Character Sketches (c.1890) is a wonderful example of Edith Somerville’s keen observational skills. Verging on a series of caricatures, this small work in pencil depicts several figures in profile, each of whom is expressive of a particular personality or character.
While attending art classes in Paris, the artist had “developed a remarkable talent for rapid, sidelong sketching,” according to Gifford Lewis. As drawing anyone but the studio model was strictly forbidden, Somerville learned “to sketch, sideways, without being caught.”
Astute and witty, the figures in this study are perhaps much like the characters that populated the books she had begun to publish with Violet Martin – as Somerville & Ross – in this period. By then, Somerville had already published her first illustrated article – ‘An “atelier des dames”’ – in The Magazine of Art, and would go on to contribute to Art Journal, Graphic, and Lady’s Pictorial.
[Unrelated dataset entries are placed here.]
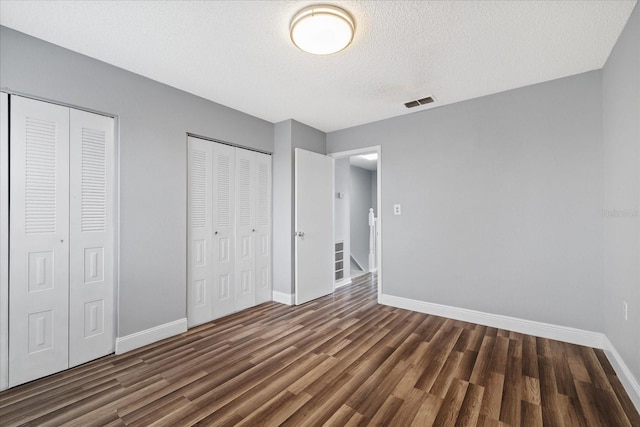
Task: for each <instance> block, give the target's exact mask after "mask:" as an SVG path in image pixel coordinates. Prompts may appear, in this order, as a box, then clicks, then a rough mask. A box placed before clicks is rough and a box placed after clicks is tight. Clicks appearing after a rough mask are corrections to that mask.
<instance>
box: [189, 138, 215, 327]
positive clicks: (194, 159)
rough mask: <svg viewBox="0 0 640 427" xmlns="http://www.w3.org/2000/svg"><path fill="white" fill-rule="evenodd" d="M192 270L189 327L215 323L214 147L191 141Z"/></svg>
mask: <svg viewBox="0 0 640 427" xmlns="http://www.w3.org/2000/svg"><path fill="white" fill-rule="evenodd" d="M188 147H189V148H188V155H189V160H188V162H189V197H188V208H187V212H188V216H189V218H188V224H189V226H188V236H187V241H188V248H187V258H188V263H189V267H188V269H187V270H188V271H187V276H188V277H187V282H188V285H187V300H188V305H189V308H188V310H187V311H188V315H187V317H188V322H189V326H195V325H199V324H201V323H204V322H208V321H210V320H211V305H212V302H213V296H212V295H211V293H212V291H211V289H212V283H211V280H212V279H211V277H212V276H213V250H212V248H213V243H212V236H213V198H212V195H211V194H212V190H211V188H212V185H213V176H212V174H213V171H212V165H213V163H212V158H213V145H212V144H211V143H210V142H208V141H203V140H200V139H197V138H192V137H189V138H188Z"/></svg>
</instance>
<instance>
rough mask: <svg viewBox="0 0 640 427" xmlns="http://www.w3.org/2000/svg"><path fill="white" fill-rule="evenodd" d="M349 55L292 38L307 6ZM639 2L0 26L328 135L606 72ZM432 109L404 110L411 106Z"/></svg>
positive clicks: (137, 15)
mask: <svg viewBox="0 0 640 427" xmlns="http://www.w3.org/2000/svg"><path fill="white" fill-rule="evenodd" d="M317 3H325V4H333V5H337V6H341V7H343V8H345V9H347V10H348V11H350V12H351V14H352V15H353V16H354V18H355V21H356V35H355V38H354V41H353V44H352V45H351V46H350V47H349V48H347V49H346V50H344V51H342V52H340V53H338V54H335V55H330V56H323V57H316V56H312V55H309V54H306V53H303V52H301V51H300V50H298V49H297V48H296V47H294V45H293V44H292V43H291V42H290V40H289V32H288V27H289V22H290V20H291V18H292V17H293V15H294V14H295V13H296V12H297V11H298V10H300V9H302V8H303V7H305V6H307V5H310V4H317ZM635 3H636V0H633V1H611V0H609V1H455V2H453V1H451V2H449V1H433V2H432V1H327V2H322V1H316V2H309V1H70V2H67V1H7V0H2V1H0V23H1V24H2V25H5V26H7V27H10V28H14V29H16V30H18V31H22V32H24V33H27V34H31V35H33V36H35V37H38V38H41V39H44V40H47V41H50V42H52V43H55V44H58V45H60V46H63V47H66V48H68V49H71V50H74V51H77V52H80V53H83V54H85V55H88V56H91V57H94V58H97V59H100V60H102V61H105V62H108V63H111V64H114V65H116V66H118V67H121V68H124V69H126V70H130V71H133V72H135V73H138V74H141V75H143V76H147V77H149V78H151V79H154V80H157V81H160V82H163V83H166V84H168V85H171V86H174V87H177V88H179V89H183V90H185V91H187V92H190V93H193V94H195V95H198V96H201V97H203V98H206V99H210V100H212V101H215V102H218V103H221V104H224V105H226V106H229V107H232V108H235V109H237V110H240V111H243V112H246V113H249V114H252V115H254V116H257V117H260V118H262V119H265V120H268V121H270V122H279V121H282V120H286V119H289V118H293V119H295V120H298V121H300V122H303V123H306V124H308V125H311V126H313V127H315V128H318V129H320V130H323V131H326V132H329V131H333V130H338V129H342V128H346V127H350V126H354V125H358V124H362V123H368V122H371V121H375V120H380V119H384V118H388V117H394V116H398V115H402V114H407V113H412V112H415V111H419V110H423V109H427V108H434V107H437V106H440V105H445V104H450V103H453V102H458V101H462V100H465V99H470V98H475V97H478V96H483V95H487V94H491V93H495V92H500V91H504V90H508V89H512V88H516V87H521V86H526V85H530V84H534V83H539V82H543V81H547V80H551V79H556V78H559V77H564V76H567V75H572V74H577V73H581V72H585V71H589V70H594V69H598V68H601V67H602V66H603V65H604V62H605V61H606V59H607V57H608V55H609V53H610V52H611V49H612V47H613V45H614V44H615V41H616V40H617V38H618V36H619V34H620V32H621V31H622V28H623V27H624V25H625V23H626V21H627V19H628V17H629V15H630V13H631V10H632V9H633V7H634V5H635ZM425 96H433V97H434V98H435V100H436V102H434V103H433V104H429V105H427V106H420V107H416V108H413V109H410V110H409V109H407V108H405V107H404V105H403V103H404V102H406V101H409V100H413V99H417V98H423V97H425Z"/></svg>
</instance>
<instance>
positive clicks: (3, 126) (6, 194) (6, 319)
mask: <svg viewBox="0 0 640 427" xmlns="http://www.w3.org/2000/svg"><path fill="white" fill-rule="evenodd" d="M8 387H9V95H8V94H6V93H5V92H0V390H4V389H5V388H8Z"/></svg>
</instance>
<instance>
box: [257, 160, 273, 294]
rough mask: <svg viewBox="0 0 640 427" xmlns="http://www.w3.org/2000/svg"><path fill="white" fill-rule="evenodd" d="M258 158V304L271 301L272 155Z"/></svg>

Of the latter, Anne Jamison has noted that, in the final publication, “all of Somerville’s illustrations were modified by an in-house artist … Somerville complained (to no avail) that the finished illustrations were ‘simply intolerable.’”
Edith Somerville (1858-1949) and Violet Martin (1862-1915) enjoyed popular success with their books, including The Real Charlotte (1894) and Some Experiences of an Irish R.M. (1899). Speaking with her biographer Geraldine Cummins in 1947, however, Somerville expressed her wish to have given “a great deal more time to painting and a great deal less to hunting … She wanted above all else to be a great painter.”
Character Sketches (c.1890) is featured in EDITH SOMERVILLE: observations (Floor 2) until 5 December.